Se il calcio spagnolo sembra invecchiato male nell’ultimo decennio è anche perché, di fatto, è vero, nel senso che è invecchiato anche a livello anagrafico. Nella Liga che il Barcellona sta per vincere l’età media dei calciatori è di 27,8 anni, mentre un decennio fa era di 26,3 (dati Transfermarkt). Le motivazioni sono certamente legate a dinamiche economiche, industriali, al momento storico del Paese: la pandemia ha impoverito molto i club e praticamente ridotto a zero gli investimenti di società che già non se la passavano benissimo. Adesso sembra sparita quasi del tutto anche quella programmazione che per anni è stata un marchio di fabbrica della Liga: «Stiamo vedendo sempre più progetti a breve termine, sento dire “non parlarmi di prospettiva a tre anni perché la mia priorità è finire il più in alto possibile in questa stagione o non retrocedere”. Questo significa che in posizioni specifiche, come per gli attaccanti, si scommette su giocatori molto navigati anziché su giocatori giovani», ha detto Loren Juarros, ex attaccante e ex direttore sportivo della Real Sociedad in questa analisi del Periodico de Espana. 
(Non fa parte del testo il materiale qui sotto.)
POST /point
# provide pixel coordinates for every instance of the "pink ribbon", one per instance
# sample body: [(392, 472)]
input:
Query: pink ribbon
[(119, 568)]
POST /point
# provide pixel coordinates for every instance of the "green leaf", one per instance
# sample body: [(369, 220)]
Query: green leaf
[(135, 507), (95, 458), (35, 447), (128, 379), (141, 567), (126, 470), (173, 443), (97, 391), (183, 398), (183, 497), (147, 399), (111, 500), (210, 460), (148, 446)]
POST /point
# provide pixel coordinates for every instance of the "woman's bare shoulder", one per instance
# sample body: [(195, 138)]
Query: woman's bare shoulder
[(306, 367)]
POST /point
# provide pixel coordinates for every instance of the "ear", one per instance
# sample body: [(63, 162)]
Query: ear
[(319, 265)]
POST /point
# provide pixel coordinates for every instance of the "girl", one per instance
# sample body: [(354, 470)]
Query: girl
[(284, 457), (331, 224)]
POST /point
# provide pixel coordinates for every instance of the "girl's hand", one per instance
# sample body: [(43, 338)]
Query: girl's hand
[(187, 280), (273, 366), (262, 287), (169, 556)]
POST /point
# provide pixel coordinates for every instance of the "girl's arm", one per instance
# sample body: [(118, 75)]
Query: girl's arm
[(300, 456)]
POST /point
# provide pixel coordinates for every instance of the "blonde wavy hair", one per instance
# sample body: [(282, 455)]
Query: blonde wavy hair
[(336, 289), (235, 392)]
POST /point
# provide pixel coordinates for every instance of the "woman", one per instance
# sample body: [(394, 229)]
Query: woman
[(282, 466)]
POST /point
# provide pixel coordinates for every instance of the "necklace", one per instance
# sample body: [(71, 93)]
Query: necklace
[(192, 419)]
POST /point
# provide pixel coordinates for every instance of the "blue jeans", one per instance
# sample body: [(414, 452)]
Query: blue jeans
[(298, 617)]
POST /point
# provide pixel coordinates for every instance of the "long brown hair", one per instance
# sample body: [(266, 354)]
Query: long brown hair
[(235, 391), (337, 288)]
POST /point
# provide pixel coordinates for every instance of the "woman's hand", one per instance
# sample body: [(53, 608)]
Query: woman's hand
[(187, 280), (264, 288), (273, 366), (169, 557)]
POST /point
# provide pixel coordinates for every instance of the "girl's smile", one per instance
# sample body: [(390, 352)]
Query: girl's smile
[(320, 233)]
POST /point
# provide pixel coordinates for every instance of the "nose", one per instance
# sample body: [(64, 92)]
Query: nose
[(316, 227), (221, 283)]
La buona notizia è che un periodo di carestia non è definitivo o irreversibile, ancor meno in un Paese con la cultura, la storia e le strutture della Spagna. La coincidenza di fattori – tra talenti individuali, qualità degli allenatori, forza della classe media – che ha portato alle vittorie della Generación de Oro non sembra ripetibile nei prossimi anni, ma non è detto che la Nazionale andata in campo contro la Scozia sia il destino calcistico del Paese. Il futuro non deve per forza essere un revival delle Furie Rosse che non avevano vinto niente, né deve per forza essere un’esasperazione del gioco di palleggio che ha raggiunto l’apice agli Europei del 2012. Proprio come nelle generazioni precedenti, anche quella formata dagli ultimi Gen Z spagnoli sembra promettente ora che è all’inizio della sua parabola: i nomi sono quelli di Pedri (2002), Zubimendi (1999), Gabri Veiga (2002), Arnau Martínez (2003), Álex Baena (2001), Alejandro Balde (2003), Gavi (2004) e Iván Fresneda (2004). Certo, ancora manca un attaccante e non c’è un singolo giocatore che verrebbe voglia di chiamare chupón, ma questi sono nomi che potrebbero trovare spazio e anche un ruolo da protagonisma nelle Champions League, ai Mondiali e agli Europei dei prossimi anni. A patto, però, che sappiano stare nel calcio della loro epoca, senza dover somigliare a qualcuno del passato.